The article below appeared as a letter to the editor in the Marietta Daily Journal (Marietta, Georgia).





Jerry Kotyuk, of Marietta, is a former board member of Franklin Roundtable and serves on the Franklin Roundtable Advisory Board.

Near the end of any crisis, we must search for lessons. Here are seven I discovered.

First, we must control our supply chain, especially medicines and national security-based materials like steel. We depend on China for 95% of our pharmaceuticals. This production must be brought home.

Second, we must never trust the Communist Chinese government again. COVID-19 became a global pandemic because the Chinese government delayed, lied and denied access. America must lead the world in punishing the Chinese government.

Third, regulations that slowed down delivery of health care were temporarily waived. They must be permanently removed. These include Certificate of Need, Occupational Licensing requirements, and Telemedicine impingements. The FDA must speed approval of testing and deployment of treatments and vaccines. They must allow doctors “right to try” off-label use of medicines.
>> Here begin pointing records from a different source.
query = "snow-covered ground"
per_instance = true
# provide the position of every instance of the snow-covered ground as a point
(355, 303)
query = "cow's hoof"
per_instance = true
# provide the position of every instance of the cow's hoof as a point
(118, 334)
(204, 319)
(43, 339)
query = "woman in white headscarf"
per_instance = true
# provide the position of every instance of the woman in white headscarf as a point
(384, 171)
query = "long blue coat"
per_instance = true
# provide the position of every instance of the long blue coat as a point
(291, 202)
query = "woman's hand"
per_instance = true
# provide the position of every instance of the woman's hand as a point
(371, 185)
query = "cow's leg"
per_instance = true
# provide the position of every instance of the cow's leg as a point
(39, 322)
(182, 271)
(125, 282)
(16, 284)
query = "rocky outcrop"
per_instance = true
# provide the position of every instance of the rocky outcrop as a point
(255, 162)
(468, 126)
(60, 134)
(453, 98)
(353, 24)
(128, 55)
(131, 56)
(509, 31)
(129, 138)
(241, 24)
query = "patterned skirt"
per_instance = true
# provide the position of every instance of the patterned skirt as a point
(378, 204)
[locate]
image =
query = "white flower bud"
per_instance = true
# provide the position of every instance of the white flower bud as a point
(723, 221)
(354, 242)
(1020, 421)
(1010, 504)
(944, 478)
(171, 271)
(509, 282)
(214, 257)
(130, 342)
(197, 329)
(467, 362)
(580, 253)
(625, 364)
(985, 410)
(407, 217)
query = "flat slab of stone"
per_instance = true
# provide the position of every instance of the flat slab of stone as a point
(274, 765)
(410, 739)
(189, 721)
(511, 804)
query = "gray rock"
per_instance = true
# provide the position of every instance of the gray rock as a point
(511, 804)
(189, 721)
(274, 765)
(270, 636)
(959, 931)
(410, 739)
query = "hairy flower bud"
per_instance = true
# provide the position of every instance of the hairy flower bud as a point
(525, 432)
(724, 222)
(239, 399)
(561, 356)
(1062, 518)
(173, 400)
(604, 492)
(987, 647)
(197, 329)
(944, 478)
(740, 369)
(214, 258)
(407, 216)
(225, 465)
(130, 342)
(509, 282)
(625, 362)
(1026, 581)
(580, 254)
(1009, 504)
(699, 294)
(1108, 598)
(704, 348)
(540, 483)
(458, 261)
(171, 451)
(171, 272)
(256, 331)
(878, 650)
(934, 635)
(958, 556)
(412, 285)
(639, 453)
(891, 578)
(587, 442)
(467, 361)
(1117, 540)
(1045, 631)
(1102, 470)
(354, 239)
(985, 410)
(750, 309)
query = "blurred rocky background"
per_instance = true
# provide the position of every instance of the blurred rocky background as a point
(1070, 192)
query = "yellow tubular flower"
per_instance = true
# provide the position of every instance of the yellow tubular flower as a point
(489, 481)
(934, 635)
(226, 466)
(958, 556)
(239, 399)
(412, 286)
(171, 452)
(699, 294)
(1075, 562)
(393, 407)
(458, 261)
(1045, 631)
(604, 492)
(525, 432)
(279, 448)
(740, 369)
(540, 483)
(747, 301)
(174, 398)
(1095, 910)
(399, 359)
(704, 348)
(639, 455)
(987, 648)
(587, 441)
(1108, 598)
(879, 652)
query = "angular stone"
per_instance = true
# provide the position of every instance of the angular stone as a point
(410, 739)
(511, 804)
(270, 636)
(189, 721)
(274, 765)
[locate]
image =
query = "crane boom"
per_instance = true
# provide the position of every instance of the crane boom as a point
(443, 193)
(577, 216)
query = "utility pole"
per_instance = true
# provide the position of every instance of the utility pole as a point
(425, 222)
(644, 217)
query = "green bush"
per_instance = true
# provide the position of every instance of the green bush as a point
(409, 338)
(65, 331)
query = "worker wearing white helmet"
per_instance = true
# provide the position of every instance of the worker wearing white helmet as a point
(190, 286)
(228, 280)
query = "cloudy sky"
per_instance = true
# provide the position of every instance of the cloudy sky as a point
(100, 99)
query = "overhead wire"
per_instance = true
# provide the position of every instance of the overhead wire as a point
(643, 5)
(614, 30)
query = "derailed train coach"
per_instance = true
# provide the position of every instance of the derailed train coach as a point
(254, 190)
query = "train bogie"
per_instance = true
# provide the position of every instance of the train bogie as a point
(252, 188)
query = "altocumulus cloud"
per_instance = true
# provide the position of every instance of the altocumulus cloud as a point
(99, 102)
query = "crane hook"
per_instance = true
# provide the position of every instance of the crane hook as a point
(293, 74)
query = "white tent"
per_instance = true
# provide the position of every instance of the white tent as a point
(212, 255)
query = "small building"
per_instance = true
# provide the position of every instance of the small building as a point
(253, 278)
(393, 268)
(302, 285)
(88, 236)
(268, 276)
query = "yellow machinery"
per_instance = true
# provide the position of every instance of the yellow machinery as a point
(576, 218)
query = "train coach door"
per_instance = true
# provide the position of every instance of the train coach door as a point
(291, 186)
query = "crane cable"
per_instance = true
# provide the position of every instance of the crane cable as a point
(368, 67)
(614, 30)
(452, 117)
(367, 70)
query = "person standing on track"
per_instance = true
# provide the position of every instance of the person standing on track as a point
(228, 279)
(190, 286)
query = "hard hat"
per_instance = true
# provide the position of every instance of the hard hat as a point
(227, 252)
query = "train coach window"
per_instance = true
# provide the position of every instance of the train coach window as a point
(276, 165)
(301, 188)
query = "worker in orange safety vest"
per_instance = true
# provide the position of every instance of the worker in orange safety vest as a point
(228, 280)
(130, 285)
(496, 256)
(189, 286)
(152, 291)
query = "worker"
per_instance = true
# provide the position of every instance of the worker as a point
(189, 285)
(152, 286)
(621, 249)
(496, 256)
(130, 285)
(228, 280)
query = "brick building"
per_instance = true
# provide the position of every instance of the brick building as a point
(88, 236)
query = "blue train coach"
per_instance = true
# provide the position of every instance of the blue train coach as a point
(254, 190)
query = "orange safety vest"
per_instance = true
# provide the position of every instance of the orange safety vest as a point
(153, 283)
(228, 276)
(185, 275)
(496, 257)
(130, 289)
Four, companies must increase teleworking that proved effective during lockdown. In addition to reducing vehicle traffic congestion and costs, it minimizes environmental pollution.

Five, many families learned they had K-12 educational options for their children. Some learned the ease of distance learning; others home-schooled or taught in co-ops. We must increase options for parents, allowing their tax money to follow their child rather than their zip code. Also, university tuition is high; annual increases exceed the inflation rate. Colleges know government will continually increase grants and loans to students. Excessive tuition drives up loan costs, causing graduates decades of loan payments. Expand distance learning: It can reduce room and board costs, plus loan payback costs.

Six, return to Federalism, that balance of federal, state, and local government duties. The saying is true, “Government is best which is closest to the people.” The national government has grown bloated; its bureaucrats sit thousands of miles from us, in both distance and mindset. The federal government should block-grant highway funds, environmental regulation, and education decisions to States. Since state governments better understand local needs, they can more cost-effectively manage those programs.

Finally, we must secure our borders. We cannot have illegals that come from countries with poor health care bring communicable diseases here. If there was a severe outbreak of COVID-19 in Mexico and Central America, millions would migrate to the better health care system of America. We cannot risk this.

Let’s learn from this crisis, and if you agree with my lessons, let your U.S. representative and two U.S. senators know what you want to see happen.